The sounds are better with Foxpro alot more varity. 
It seems to be abit bulkier than the foxpro.
The things you mentioned, Foxbang and Foxfade. 
The foxpro remote range is great, I don't see a need to have a call 400 yards away that you would need that much range. The farthest I have put my call out was maybe 75 yards. 
Loudest isn't always the best option either. I've never been in any condition or area that the foxpro firestorm wasn't loud enough. Trust me I've hunted in Wyoming during a nasty wind storm. 
I personally haven't seen the Minaska in action but if it were me I would put my money into a foxpro. Shoot you can get a Wildfire for 299.99 and it does everything you need for coyote hunting and more. 
If you do go with the Minaska, let us know how it works for ya!


----------



## WeaselBrandGameCalls (Aug 16, 2010)

Foxpro is by far the better caller and from a better company.


----------



## kailey29us (May 26, 2011)

WeaselBrandGameCalls said:


> Foxpro is by far the better caller and from a better company.


Why? What experience do you have with the Minaska? Not starting an arguement just want a little more info if ya dont mind.


----------



## mikevanwilder (Nov 11, 2008)

I think what he was trying to say is Foxpro has a great reputation for being a great call maker and just a great company to deal with. I've never heard anyone complain about them that hasn't had there problem fixed by foxpro. 
The price of the callers you mentioned are very close yeah the Minaska is on sale, but regularly the same price. If it was alot cheaper I would say go for it, but if your going to pay the same or close to the same, why not avoid the risk and get a proven product.
Not sayiing you shouldn't buy the Minaska, it could be a great call, just if it were me I would get the Foxpro.


----------



## reb8600 (Sep 8, 2007)

The Foxpro will be easier to operate. I had a Kenati Tec and the remote was setup the same, with 10 calls in one bank and 10 banks on the call. You either need to memorize everything or have a sheet to read so that you know what sounds are where. Also, Minaska was run by Flambeau for the last 3 years and the customer service went way south. I heard a lot of complaints about it. According to Steve Borland (Minaska) as of Dec 31 they are back in control and located in Lincoln, Nebraska again. I know there are a lot of problems registering the warranty right now because of some serial number problems.

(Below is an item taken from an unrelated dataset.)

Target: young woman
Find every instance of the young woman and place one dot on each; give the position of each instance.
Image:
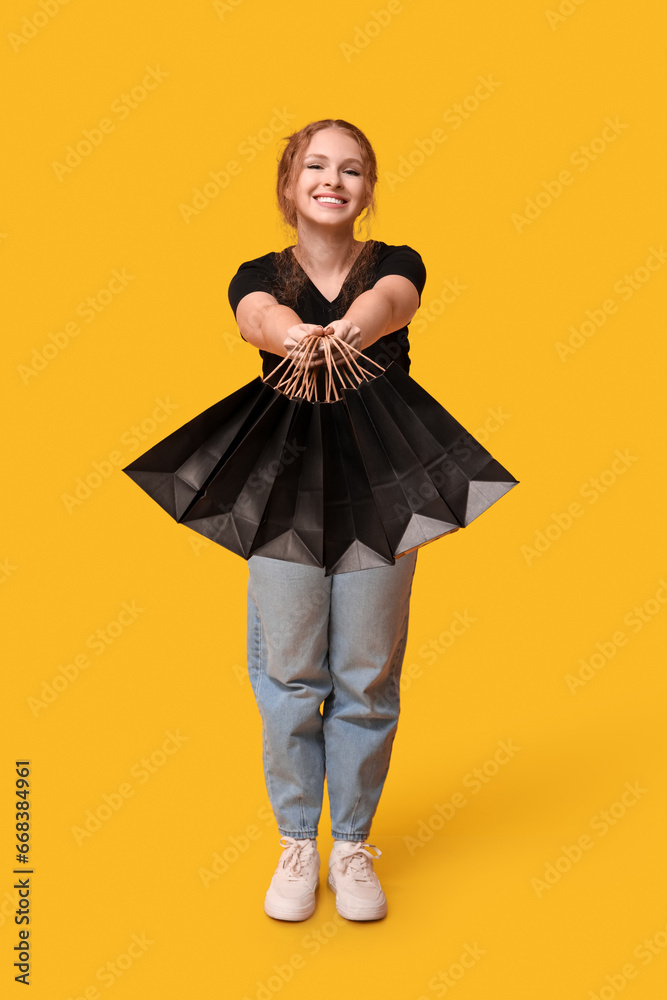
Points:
(338, 641)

Foxpro has problems with some of their calls also, they sell a very large volume. The difference between the two companies is the customer service. If you have a problem with a Foxpro, pick up the phone and they WILL get it resolved for you. Steve and Mike Dillon have a great company and will do what they need to so that the customers are happy. Foxpro is always helping the coyote hunting community also. They give away a lot of items to contests and as prizes at the seminars their fieldstaff give.


----------